Für Giger war es trotz kompliziertem Verlauf eine Saison mit einem Happy End, das als Signal für die Zukunft verstanden werden darf.
FAQ: Samuel Giger und der Kilchberger Schwinget
Wie viele Siege hat Samuel Giger am Kilchberger Schwinget?
Samuel Giger hat den Kilchberger Schwinget zweimal gewonnen, in den Jahren 2025 und 2026. Damit zog er mit Karl Meli gleich, der 1967 und 1973 siegte.
Was ist der Schwinger Grand Slam?
Der Schwinger Grand Slam bezeichnet den Gewinn aller drei eidgenössischen Feste: das Eidgenössische Schwing- und Älplerfest, das Kilchberger Schwinget und das Unspunnen-Schwinget.

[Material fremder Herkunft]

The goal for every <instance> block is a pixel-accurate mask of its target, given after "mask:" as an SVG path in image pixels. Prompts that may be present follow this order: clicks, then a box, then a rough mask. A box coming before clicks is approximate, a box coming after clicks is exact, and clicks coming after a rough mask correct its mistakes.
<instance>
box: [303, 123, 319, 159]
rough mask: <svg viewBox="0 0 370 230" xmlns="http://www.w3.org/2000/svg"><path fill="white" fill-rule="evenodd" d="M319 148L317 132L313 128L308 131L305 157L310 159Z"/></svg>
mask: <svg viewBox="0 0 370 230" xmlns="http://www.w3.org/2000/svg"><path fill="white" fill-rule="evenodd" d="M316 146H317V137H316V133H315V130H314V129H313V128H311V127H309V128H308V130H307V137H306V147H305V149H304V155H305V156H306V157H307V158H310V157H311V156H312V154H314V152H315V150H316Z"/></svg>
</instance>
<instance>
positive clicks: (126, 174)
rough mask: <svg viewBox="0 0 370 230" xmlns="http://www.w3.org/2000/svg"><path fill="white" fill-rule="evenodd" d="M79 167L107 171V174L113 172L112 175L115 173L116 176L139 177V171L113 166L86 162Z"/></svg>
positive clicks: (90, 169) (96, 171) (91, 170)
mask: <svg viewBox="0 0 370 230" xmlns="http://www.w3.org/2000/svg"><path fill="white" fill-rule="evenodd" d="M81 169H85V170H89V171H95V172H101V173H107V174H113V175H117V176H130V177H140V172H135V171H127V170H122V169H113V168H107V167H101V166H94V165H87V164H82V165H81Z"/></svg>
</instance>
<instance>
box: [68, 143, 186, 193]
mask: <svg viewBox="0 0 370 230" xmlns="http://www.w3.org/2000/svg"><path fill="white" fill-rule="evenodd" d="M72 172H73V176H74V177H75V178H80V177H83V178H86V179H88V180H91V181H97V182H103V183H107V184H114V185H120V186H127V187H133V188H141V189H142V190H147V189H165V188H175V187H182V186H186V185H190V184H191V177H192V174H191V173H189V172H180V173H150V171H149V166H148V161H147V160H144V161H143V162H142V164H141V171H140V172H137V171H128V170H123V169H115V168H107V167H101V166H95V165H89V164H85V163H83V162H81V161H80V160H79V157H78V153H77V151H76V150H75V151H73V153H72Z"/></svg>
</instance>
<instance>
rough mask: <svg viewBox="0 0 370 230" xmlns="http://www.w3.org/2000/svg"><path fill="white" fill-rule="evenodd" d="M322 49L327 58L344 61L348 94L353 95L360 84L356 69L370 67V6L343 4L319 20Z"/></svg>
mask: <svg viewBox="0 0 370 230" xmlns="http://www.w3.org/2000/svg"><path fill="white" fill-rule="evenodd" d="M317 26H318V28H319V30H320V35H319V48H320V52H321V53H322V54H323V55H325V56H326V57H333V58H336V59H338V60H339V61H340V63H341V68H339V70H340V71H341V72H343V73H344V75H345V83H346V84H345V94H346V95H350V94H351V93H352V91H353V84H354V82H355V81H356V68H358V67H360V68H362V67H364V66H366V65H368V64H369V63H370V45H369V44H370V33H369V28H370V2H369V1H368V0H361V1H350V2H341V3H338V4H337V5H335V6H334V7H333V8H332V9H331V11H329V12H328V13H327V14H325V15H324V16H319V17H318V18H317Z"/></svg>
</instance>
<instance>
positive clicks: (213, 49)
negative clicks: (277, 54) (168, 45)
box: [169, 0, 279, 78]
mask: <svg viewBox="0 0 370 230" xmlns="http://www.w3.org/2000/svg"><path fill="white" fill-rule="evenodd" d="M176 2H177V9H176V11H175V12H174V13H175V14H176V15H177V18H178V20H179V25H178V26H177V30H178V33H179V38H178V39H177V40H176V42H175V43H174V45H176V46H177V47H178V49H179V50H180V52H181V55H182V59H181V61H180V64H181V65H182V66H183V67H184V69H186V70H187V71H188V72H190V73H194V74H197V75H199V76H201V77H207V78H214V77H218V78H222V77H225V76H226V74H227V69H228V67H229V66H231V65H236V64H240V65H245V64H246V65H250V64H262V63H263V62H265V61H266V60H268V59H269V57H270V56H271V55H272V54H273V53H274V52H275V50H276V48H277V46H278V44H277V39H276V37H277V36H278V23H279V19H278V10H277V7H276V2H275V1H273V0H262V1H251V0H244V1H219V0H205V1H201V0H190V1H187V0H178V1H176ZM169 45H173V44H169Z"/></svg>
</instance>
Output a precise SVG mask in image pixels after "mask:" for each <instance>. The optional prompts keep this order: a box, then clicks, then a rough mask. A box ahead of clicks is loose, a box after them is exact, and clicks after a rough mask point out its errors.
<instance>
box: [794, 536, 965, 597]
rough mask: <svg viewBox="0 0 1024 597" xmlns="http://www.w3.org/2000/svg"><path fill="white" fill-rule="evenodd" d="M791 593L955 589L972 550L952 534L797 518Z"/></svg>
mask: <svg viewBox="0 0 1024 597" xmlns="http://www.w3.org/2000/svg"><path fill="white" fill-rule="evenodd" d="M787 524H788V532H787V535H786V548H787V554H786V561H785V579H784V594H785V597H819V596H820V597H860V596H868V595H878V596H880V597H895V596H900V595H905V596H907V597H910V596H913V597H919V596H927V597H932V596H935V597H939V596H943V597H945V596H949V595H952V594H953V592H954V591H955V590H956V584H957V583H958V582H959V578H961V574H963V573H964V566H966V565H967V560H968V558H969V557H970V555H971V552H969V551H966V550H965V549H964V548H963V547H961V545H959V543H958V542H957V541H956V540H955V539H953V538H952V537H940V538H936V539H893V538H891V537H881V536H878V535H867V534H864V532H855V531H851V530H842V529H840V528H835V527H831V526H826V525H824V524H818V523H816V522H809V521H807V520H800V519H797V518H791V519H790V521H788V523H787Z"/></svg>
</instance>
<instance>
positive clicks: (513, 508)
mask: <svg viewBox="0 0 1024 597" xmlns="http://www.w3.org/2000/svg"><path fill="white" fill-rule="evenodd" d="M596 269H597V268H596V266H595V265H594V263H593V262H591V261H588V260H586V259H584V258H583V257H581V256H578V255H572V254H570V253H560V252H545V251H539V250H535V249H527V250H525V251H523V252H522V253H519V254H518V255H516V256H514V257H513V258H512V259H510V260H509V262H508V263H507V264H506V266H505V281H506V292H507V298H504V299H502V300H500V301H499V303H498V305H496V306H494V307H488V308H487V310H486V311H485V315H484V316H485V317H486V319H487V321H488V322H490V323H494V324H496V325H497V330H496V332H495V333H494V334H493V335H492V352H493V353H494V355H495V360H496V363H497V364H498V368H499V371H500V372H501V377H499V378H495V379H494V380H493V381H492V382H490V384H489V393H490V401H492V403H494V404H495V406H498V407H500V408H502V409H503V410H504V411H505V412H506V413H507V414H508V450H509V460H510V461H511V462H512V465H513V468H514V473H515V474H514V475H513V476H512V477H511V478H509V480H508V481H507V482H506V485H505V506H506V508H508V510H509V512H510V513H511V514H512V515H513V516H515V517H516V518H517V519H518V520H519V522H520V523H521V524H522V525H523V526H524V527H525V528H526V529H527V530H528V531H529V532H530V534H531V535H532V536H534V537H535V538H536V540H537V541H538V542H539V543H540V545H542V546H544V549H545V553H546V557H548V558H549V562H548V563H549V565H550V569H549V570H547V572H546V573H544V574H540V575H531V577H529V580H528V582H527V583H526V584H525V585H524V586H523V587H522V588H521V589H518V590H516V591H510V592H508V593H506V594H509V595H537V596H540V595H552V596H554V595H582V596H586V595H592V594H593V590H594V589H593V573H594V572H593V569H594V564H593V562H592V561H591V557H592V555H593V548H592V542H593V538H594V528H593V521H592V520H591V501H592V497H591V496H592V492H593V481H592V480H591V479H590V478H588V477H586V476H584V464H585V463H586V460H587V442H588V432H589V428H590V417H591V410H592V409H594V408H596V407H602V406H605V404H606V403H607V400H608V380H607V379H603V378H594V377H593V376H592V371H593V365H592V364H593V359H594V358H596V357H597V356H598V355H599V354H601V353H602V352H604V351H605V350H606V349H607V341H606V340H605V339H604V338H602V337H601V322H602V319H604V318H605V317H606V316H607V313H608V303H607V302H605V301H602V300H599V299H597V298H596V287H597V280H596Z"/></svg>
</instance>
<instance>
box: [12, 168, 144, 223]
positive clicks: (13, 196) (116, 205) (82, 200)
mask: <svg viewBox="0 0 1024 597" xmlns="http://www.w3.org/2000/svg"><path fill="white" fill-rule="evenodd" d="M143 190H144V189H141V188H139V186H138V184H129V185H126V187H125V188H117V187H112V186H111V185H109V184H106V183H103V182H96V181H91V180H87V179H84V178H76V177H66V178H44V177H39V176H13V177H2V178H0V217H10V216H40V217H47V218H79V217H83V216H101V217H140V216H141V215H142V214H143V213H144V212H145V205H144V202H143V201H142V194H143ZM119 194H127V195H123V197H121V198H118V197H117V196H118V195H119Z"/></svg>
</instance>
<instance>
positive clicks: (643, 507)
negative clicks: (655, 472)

Bisher gelang dies nur Jörg Abderhalden und Christian Stucki.
Wann findet das nächste Eidgenössische Schwingfest statt?
Das nächste Eidgenössische Schwing- und Älplerfest findet 2028 in Thun statt. Samuel Giger hätte dort die Chance, seinen ersten Königstitel zu gewinnen.